Downton Abbey: A New Era Promises to Be a Feel-Good Time
Downton Abbey is returning to theaters, and it looks to be the low-stakes privileged escapism that we know and love.
During an exclusive with PEOPLE, creator Julian Fellowes spoke about returning to the series that became such an international phenomena.
“It’s really a new era,” Fellowes explains. “The further the ’20s went along, the more the world was changing in so many ways. Everything from entertainment to transport was really different by the end of the ’20s. That’s what we’re referring to in that.”
The film will continue on from the previous movie, where spoiler alert Maggie Smith’s grandmama character, Violet Crawley, Dowager Countess of Grantham, was implied to have died and left Mary (Michelle Dockery) as the new living figurehead of Downton. That role will be something that shall be continued in this film.
“As we know from the last film, Mary may not be the titular head of the household, but she is effectively running the show. We take that further,” Fellowes said. “We’re trying to mark the change — the fact that Crawleys of Downton are nearly in the 1930s, which is merely the beginning of the modern world.”

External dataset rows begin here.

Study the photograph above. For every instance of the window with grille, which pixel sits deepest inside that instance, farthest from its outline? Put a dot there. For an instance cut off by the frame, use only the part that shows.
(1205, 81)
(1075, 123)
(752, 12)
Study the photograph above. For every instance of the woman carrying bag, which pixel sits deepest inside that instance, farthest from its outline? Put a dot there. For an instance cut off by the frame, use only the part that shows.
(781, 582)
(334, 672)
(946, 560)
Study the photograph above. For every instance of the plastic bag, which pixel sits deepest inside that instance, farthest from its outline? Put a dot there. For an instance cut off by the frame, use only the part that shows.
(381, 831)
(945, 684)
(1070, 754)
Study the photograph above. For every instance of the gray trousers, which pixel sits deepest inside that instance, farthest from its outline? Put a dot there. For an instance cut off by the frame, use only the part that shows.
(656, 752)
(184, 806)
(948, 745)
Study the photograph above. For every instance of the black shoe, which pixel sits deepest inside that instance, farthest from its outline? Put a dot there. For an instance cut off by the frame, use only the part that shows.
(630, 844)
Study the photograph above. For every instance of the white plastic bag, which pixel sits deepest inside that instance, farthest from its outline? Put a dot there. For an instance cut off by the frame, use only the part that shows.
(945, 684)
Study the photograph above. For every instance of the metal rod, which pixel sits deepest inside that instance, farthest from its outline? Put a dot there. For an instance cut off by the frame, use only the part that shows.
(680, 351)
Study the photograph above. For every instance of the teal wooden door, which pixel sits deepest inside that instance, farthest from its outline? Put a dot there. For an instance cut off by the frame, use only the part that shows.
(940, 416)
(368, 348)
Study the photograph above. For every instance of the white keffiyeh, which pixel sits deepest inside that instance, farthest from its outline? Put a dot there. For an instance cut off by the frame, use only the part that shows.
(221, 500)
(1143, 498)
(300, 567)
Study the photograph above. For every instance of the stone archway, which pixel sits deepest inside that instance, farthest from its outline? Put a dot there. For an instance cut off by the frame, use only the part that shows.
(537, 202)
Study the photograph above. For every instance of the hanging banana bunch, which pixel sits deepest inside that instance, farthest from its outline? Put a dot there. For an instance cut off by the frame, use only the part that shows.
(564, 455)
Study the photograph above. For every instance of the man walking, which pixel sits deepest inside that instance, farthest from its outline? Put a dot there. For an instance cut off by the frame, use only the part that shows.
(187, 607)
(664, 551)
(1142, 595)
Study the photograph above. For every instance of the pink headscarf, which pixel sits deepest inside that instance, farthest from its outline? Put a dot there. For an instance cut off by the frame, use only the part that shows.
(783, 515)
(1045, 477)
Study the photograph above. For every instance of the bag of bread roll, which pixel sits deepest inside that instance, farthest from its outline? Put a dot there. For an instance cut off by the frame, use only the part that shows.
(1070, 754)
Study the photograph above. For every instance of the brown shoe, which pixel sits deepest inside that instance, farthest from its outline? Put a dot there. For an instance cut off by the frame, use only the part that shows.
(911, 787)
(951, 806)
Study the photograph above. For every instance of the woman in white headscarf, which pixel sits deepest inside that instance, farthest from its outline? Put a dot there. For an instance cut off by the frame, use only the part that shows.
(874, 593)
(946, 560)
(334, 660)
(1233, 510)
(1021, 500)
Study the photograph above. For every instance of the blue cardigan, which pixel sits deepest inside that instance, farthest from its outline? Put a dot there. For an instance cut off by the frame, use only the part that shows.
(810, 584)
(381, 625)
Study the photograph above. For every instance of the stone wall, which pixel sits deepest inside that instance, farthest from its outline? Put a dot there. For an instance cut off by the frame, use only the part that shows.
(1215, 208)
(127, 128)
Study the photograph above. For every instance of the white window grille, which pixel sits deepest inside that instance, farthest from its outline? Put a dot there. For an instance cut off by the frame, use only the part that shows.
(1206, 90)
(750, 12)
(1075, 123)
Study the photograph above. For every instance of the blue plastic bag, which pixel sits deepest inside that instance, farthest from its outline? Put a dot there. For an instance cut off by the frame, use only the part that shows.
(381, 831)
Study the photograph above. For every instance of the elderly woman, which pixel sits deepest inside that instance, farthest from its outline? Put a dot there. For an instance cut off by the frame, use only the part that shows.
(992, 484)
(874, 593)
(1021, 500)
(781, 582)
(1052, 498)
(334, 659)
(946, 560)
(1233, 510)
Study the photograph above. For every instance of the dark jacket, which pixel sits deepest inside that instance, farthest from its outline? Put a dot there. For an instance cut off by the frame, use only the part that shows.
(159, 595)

So far, we know that Maggie Smith, Hugh Bonneville, Elizabeth McGovern, Laura Carmichael, Jim Carter, Hugh Dancy, Laura Haddock, Nathalie Baye, and Dominic West have also signed on for the sequel and will be making a return. Although, in Smith’s case, it is unclear to what capacity. Hopefully, Elizabeth McGovern will finally get something of substance to do, but we shall see.
Fellowes isn’t giving too much away but promises that the film will be an “unashamedly feel-good movie.”
“I like the idea that people go into the movie and have a great two hours and then go out to have dinner. That seems to me to be a good thing,” Fellowes says. “If we are useful for cheering people up and giving them an easy time of it, that doesn’t bother me.”
And honestly, that is what Downton is all about. Even when it tries to be political, it ends up feeling a little stale. Unless they are going to find a way to include some carefree people of color, I’d rather they just keep to the whiteness they know so well.
With the ’30s as the time period, we are seeing a pre-WWII Britain. Like the rest of the world, the grips of the Great Depression will be ravaging characters that are not the Crawleys. Ghandi attends the Second Round Table Conference in London to decide on the future status of India, and Sir Oswald Mosley founds the British Union of Fascists, as Hitler slowly rises to power and anti-Jewish ideology begins to spike, accumulating in the Kristallnacht, which today is the anniversary of.
Kristallnacht, the Night of Broken Glass, also called the November pogrom, was a pogrom (organized massacre of a particular ethnic group) against Jews carried out by the Nazi Party throughout Nazi Germany on November 9th–10th, 1938.
So yes, I’m glad we will get a feel-good movie, but also never forget that the Crawleys get to have feel-good stories because they are privileged AF.